Social technologies develop a momentum of their own which takes individuals beyond the point of counter productivity at which they become self-defeating. While the phenomena of social technologies appeals to some of our basic human needs it also appeals to human weaknesses and reveals our insatiable appetites. Consider the following questions and issues:
- We Establish Virtual Relationships for What Gain? The motivation to accept connections, follow and be followed and to build large networks fuels many to establish virtual relationships but without an aim or purpose to achieve a specific objective. Relationships bring different gains but unless we define the “purpose and objectives” of a relationship we can quickly become caught up in a game of numbers (# of people we’re connected to, follow or follow us). Without a defined purpose the “network game” can actual create losses vs. gains. Losses to one of the most important elements of our lives, time.
- What is the Individual Objective? Much of the convenience of social networking occurs by inconveniencing others. The craze for having a large network for example, appeals to the competitive nature of human beings to be the biggest, most connected individual in any one network. People spend countless hours building the numbers in their network, not the relationships. This process ignites a flurry of invitations from numerous networks and our email boxes fill up as if to indicate some level of importance or value. Faced with all these distractions we waste valuable time sorting through the useful vs. useless communications.
- Is There A Hidden Game Appeal? Many adults are intrigued by the phenomena of social technology and will spend countless hours engaged in the game. It is a game when you consider what operators know and users do not. Operators understand the appeal of new technology when it is designed around ” basic human needs for relationships, significance and wanting not to be left out of the latest and greatest”. Knowing this operators launch new networks aimed at targeted consumer interest, new features to intrigue the masses, new functions that promise new efficiencies and network growth that promotes being able to reach more people. The masses follow the appeal and the cycle of intrigue is designed to keep the masses engaged. Network operators are motivated to establish technological relationships with their customer with the aim of drawing in the masses so the networks economic value increases.
- Is It Enslavement or Enablement? What is unique about technological advancements is that some people become enslaved by the technology while others figure out ways to be enabled. Those that create the technology do so with a purpose. The purpose is to make money using technology to appeal to the human and business needs which drive mass adoption. Much of the marketing buzz about technology promotes the benefit but never do we see the scope of our cost for adopting the latest and greatest technological advances. Technology can become a detriment to our time, our relations and our economic standing if you aren’t investing mindfully with a view to a viable outcome. Technology can also become an enabler of opportunities to leverage the medium for our own individual gains. Our gains must be definable and useful to our individual purposes and those with relationships we hope to enhance.

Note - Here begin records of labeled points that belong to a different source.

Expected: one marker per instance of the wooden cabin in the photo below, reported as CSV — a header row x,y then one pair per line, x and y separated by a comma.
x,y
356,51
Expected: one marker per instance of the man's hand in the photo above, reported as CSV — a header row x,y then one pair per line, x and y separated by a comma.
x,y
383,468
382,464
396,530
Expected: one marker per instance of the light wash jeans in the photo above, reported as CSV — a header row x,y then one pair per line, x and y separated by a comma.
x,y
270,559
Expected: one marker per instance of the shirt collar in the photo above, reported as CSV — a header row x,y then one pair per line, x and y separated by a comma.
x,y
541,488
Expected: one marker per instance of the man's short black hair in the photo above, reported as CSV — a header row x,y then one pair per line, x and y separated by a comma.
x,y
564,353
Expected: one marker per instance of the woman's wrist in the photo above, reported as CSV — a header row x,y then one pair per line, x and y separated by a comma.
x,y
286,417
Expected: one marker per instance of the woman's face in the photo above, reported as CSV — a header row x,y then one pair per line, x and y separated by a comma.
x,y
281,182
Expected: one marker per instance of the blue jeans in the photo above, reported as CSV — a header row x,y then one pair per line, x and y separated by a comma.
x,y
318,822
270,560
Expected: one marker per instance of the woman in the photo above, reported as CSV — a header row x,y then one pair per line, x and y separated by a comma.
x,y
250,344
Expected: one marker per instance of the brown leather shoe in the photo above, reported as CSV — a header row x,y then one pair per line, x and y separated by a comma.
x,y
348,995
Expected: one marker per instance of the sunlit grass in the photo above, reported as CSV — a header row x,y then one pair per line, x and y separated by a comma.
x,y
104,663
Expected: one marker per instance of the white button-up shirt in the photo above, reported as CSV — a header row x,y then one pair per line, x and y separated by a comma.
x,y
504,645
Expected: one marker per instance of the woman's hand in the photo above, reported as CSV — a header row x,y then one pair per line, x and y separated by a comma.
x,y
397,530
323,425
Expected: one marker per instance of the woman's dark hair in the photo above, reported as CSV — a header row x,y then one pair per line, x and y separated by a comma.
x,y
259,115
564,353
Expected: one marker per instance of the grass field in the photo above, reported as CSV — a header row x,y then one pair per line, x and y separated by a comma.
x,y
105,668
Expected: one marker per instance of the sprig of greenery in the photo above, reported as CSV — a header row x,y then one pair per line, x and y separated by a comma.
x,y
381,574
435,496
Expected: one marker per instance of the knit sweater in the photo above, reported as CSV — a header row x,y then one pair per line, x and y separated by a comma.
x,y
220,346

A purpose driven life is grounded in relationships which produce different outcomes. Enrichment comes in many different forms but the basic tenant of enrichment starts and ends with a relationship, not numbers. The Relationship Economy is about leveraging technological advances that enable us to enrich our lives and those we relate to economically, relationally, spiritually and in many other forms.
To gain enrichment we must ask ourselves “are we enslaved by technology or enabled?” What say you?